De aanwezigheid van een Hindoestaanse bij het familiegraf in Diemen was volgens hem ‘een aanfluiting’, een rassenschande.
Ook een ander kopstuk in het donkerbruine vaderlandse wereldje nam publiekelijk afscheid van de na een kort ziekbed gestorven Zaandammer. De leider van de Volksnationalisten Nederland, Wim Beaux, noemde L. een voorbeeld voor jong en oud. “Hij was met het nationalisme vervlochten, het zich inzetten voor onze eigenheid, taal en cultuur was zijn leven.” Met Carl L. werd een be- en erkend rechts-extremist ten grave gedragen, zoveel werd duidelijk. Dat zijn familie diens neonazistische vriendenkring bij de uitvaart weerde stak velen van hen. Ze hadden hem daar graag hun eer betoond.
Nationale Jeugdstorm
Carl Ernst Friedrich L. en zijn broer Jan kwamen op 24 september 1919 ter wereld in Amsterdam-Oost. Hun ouders voedden hen zeer nationalistisch op: de zoons dienden vooral trots te zijn op hun vaderland en te genieten van liederen als ‘Waar de blanke top der duinen’. Na de lagere school bezocht de tweeling de Amstelschool, een mulo. Toen al etaleerden ze hun politieke voorkeur. Het onafscheidelijke duo werd, enthousiast gemaakt door een jeugdvriendje, lid van de Nationale Jeugdstorm, de Nederlandse variant van de Hitlerjugend. Jan en Carl kregen nummer 62 en 63 van de NJS-afdeling. Hun oud-klasgenoot Max Lewin over de tweeling: “Die kwamen met een baret op naar school.” Carl vertelde (anoniem) in de Haagse Post van 22 december 1984: “Ik herinner me nog goed dat prins Bernhard en prinses Juliana verloofden [8 september 1936], er was een groot defilé op de Dam. De padvinderij en allerlei Oranjeverenigingen trokken al vlaggetjes zwaaiend in een prettige wanorde langs het bordes. Plotseling hoorde je hoorngeschal en trommels en werd het doodstil; daar marcheerde de Jeugdstorm, je zag prachtige vlaggen, oranje met een stormmeeuw erop.” Hij was op dat moment 16 jaar oud.

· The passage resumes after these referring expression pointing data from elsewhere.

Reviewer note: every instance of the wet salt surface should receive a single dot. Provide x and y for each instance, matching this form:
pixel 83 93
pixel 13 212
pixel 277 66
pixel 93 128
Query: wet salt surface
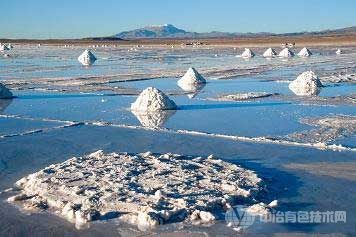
pixel 294 189
pixel 275 116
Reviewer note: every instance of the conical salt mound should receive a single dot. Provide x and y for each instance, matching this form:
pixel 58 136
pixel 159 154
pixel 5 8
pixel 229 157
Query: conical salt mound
pixel 153 119
pixel 247 53
pixel 87 58
pixel 3 47
pixel 152 99
pixel 269 53
pixel 304 53
pixel 191 77
pixel 4 92
pixel 306 83
pixel 286 53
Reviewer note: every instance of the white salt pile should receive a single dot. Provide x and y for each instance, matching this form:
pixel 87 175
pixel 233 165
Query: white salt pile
pixel 306 83
pixel 5 93
pixel 192 90
pixel 304 53
pixel 247 53
pixel 154 119
pixel 286 53
pixel 3 47
pixel 144 189
pixel 269 53
pixel 87 58
pixel 191 77
pixel 152 99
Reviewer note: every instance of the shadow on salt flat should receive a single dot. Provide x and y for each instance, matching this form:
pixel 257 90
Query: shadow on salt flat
pixel 227 105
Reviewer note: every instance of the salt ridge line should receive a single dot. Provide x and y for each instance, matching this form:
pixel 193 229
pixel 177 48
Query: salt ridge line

‘Daar marcheerde de Jeugdstorm, je zag prachtige vlaggen, oranje met een stormmeeuw erop.’
Waffen-SS
Zodra hij daartoe de vereiste leeftijd had, werd Carl L. lid van de NSB. Hij maakte in 1937 zijn middelbare school af en toen de oorlog uitbrak was hij stuurman. Als dienstplichtige moest hij naar de Grebbeberg, maar onderweg naar die verdedigingslinie werd hij aangehouden. “Toen zagen we de Duitsers binnenkomen; onze ogen vielen open van verbazing, want dàt was een prima gedisciplineerd leger!” De dienstplichtig soldaat kwam heelhuids door de meidagen van 1940 en kreeg een baan op kantoor bij de Zaandamse Artillerie-Inrichtingen. Lang duurde dat werk niet. Vol als hij en zijn broer waren van de Wehrmacht oriënteerden ze zich op de mogelijkheid om toe te treden tot het Duitse leger. L., begin jaren tachtig in een tv-interview met Wim Bosboom (dit keer onder de schuilnaam A.Z. de Munck): “Er zouden nieuwe politietroepen worden opgericht. En die Duitsers, en daar ben ik het mee eens, die waren van mening, dan moest je een sport-, een militaire opleiding krijgen. En die zouden dan plaatsvinden in het kader van de Waffen-SS. Wisten wij veel wat de Waffen-SS was.”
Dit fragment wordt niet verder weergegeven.